California’s first governor opposed slavery because he despised Black people.
December 20, 1849: Peter Hardeman Burnett, a historically renowned racist, became the first governor of California.
Burnett was raised in a slave-owning family in Missouri and received little formal education. He taught himself law and politics as he moved west, carrying a worldview deeply rooted in racial hierarchy and exclusion.
In Oregon, Burnett pushed for the complete removal of Black people from the territory. He authored what became known as “Burnett’s Lash Law,” which authorized the flogging of free Black residents who refused to leave.
Though never enforced, the law revealed his governing philosophy: race could be regulated by force.
Voters repealed it in 1845. Burnett moved on.
Importing Racism into California
Burnett arrived in California during the Gold Rush and quickly reestablished himself politically. He served on the California Supreme Court and, in one of his most notorious decisions, ordered the extradition of Archy Lee, a formerly enslaved man living in Sacramento, back to Mississippi.
Burnett opposed making California a slave state not out of moral objection, but because he favored the total exclusion of African Americans instead. He dreamed of a completely white Golden State.
As governor, he signed the Foreign Miners Tax Act of 1850, imposing a crushing monthly tax on non-American miners — a law aimed primarily at Chinese, Mexican, and other Latin American laborers during the California Gold Rush.
He also supported expanded capital punishment and heavy taxation as tools of social control.
Genocide as State Policy
One of Burnett’s most lasting legacy was his role in the genocide of Native Californians.
As governor, he signed the Act for the Government and Protection of Indians, which wasn’t what it sounded like. It legalized the forced labor and enslavement of Native people.

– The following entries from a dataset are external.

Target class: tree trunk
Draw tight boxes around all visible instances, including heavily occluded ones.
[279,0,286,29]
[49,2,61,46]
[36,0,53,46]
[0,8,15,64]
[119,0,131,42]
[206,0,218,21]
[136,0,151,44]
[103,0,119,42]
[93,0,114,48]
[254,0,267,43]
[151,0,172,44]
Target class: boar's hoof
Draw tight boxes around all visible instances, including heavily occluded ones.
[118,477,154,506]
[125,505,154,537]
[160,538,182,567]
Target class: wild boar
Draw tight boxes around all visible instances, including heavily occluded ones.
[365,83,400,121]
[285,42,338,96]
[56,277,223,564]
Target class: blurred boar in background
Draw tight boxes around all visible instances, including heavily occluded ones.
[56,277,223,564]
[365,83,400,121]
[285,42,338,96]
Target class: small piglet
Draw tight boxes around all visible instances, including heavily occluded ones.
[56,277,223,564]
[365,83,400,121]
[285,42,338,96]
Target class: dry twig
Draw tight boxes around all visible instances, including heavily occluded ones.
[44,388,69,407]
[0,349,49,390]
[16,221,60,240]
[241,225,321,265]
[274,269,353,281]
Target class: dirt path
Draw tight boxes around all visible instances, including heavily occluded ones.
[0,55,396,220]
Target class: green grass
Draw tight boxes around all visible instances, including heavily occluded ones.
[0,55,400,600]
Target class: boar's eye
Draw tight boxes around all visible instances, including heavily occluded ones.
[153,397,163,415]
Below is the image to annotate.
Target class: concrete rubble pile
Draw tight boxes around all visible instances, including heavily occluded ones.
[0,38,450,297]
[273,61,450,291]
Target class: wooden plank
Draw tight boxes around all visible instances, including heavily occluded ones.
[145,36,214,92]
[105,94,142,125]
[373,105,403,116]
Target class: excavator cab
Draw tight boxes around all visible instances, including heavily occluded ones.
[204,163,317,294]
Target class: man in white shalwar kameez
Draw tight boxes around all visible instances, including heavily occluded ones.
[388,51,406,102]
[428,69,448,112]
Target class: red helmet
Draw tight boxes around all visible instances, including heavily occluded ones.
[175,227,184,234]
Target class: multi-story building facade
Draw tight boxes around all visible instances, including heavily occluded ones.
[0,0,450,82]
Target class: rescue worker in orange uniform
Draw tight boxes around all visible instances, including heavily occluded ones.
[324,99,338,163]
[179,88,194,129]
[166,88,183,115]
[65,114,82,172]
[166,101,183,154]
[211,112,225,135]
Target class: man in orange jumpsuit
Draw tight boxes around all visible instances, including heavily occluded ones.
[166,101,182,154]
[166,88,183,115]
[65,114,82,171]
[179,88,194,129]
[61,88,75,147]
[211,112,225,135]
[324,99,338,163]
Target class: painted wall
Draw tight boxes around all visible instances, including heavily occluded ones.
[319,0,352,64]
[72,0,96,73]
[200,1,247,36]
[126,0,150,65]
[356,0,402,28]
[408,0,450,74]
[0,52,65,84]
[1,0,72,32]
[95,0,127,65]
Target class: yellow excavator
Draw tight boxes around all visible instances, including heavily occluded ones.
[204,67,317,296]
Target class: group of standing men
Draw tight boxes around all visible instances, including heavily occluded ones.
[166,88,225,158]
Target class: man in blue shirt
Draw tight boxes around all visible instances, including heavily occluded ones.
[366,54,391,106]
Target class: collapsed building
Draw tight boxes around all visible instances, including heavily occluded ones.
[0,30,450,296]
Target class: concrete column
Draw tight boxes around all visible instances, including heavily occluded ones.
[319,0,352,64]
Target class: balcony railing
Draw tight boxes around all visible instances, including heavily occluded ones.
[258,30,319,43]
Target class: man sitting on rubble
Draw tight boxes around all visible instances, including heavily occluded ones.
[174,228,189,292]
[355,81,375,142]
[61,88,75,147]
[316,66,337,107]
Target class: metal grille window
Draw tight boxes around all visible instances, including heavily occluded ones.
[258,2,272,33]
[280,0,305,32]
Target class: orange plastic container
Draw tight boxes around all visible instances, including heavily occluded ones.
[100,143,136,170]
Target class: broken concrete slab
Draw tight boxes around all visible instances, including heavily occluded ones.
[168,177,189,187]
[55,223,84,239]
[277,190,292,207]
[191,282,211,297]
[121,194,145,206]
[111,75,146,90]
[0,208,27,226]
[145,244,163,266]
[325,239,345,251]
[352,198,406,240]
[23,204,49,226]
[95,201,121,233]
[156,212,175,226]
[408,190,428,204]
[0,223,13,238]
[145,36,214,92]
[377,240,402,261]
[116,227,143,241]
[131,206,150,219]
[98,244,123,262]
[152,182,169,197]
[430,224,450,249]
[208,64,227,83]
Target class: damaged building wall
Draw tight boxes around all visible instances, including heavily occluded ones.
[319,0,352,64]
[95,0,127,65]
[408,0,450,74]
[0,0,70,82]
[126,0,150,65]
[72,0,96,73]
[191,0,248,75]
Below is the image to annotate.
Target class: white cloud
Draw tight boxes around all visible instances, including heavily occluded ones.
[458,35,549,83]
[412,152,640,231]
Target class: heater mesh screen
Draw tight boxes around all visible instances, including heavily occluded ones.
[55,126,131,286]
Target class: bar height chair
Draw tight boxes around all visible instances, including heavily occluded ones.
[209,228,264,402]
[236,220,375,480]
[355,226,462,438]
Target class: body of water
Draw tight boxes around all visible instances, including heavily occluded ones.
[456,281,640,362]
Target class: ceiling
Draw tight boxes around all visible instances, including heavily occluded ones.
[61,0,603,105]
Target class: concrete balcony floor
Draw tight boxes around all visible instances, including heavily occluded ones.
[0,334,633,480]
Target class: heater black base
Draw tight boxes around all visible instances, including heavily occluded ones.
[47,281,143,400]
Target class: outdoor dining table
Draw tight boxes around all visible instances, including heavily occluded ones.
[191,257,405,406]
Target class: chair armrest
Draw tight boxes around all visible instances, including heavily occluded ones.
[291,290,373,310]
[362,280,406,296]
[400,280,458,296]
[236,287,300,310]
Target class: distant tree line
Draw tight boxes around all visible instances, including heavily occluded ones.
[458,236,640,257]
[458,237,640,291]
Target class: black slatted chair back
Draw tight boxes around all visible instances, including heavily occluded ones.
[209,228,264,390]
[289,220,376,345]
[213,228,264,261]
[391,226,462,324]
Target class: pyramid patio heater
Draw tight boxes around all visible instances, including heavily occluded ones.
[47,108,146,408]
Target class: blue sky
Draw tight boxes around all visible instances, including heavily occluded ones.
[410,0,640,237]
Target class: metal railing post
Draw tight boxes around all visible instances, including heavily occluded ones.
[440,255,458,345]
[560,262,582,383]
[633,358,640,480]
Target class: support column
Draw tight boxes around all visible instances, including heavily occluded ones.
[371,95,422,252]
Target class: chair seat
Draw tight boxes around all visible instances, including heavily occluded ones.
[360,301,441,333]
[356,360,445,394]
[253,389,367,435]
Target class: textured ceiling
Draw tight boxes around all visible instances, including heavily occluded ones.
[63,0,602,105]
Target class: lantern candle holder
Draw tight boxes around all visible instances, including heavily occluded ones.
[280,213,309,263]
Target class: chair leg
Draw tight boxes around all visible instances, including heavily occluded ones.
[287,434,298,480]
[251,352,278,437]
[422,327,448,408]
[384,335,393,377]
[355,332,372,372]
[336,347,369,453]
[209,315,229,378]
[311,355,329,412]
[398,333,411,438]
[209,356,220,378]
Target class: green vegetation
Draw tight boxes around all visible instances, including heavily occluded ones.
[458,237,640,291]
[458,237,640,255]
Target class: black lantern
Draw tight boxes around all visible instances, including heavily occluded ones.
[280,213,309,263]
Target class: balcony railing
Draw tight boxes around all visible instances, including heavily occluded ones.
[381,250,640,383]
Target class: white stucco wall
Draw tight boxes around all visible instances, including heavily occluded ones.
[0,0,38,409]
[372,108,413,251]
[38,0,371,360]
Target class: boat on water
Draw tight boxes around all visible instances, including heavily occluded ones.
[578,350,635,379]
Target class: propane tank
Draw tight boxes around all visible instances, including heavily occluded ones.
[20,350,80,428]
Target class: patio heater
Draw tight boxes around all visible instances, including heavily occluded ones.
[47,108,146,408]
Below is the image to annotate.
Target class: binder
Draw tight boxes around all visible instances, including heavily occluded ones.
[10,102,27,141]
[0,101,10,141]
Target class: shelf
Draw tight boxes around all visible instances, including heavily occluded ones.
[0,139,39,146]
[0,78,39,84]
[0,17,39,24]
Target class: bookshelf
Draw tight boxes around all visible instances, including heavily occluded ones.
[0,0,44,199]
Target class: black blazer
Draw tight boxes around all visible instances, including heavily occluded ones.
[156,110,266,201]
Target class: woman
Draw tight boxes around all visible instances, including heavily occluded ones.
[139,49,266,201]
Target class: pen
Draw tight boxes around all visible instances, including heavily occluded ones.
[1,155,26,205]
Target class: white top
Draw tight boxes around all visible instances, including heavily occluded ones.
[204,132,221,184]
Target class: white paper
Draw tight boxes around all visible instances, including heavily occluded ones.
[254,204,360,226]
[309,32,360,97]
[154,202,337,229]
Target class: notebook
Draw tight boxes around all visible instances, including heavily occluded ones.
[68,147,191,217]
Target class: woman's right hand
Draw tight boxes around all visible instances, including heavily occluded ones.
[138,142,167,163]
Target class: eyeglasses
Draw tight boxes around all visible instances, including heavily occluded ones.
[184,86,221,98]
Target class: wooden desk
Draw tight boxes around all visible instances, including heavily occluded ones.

In an 1851 address, Burnett stated plainly: “A war of extermination will continue to be waged between the races until the Indian race becomes extinct… the inevitable destiny of the race is beyond the power and wisdom of man to avert.”
This was not rhetoric. It was policy, and it lasted for decades.
California governments offered bounties for Native deaths, resisted federal efforts to preserve Native land, and enabled decades of violence that reduced Indigenous populations catastrophically.
A Governor Who Couldn’t Govern
Burnett’s administration was widely criticized even in its own time. Newspapers mocked him. Legislators resisted him. His aloof style and extremist views stalled governance.
After barely a year in office, Burnett became California’s first governor to resign in January 1851.
But his ideas did not leave with him.
Burnett continued to support exclusionary policies long after leaving politics. He was an outspoken supporter of the Chinese Exclusion Act of 1882, one of the most overtly racist federal laws in U.S. history.
He died in 1895 at age 87.
Reckoning With His Name
For decades, Burnett was honored as one of the founding fathers of California. That honor has eroded over time.
His legacy is racist and exclusionary.
Schools and institutions bearing his name have been renamed as communities reckoned with his bigoted past. In their place, names honoring Black educators and Indigenous peoples now stand.
Just as he tried to erase entire communities from California, California is now erasing his name. But remembering how the Golden State began matters, so history is not repeated.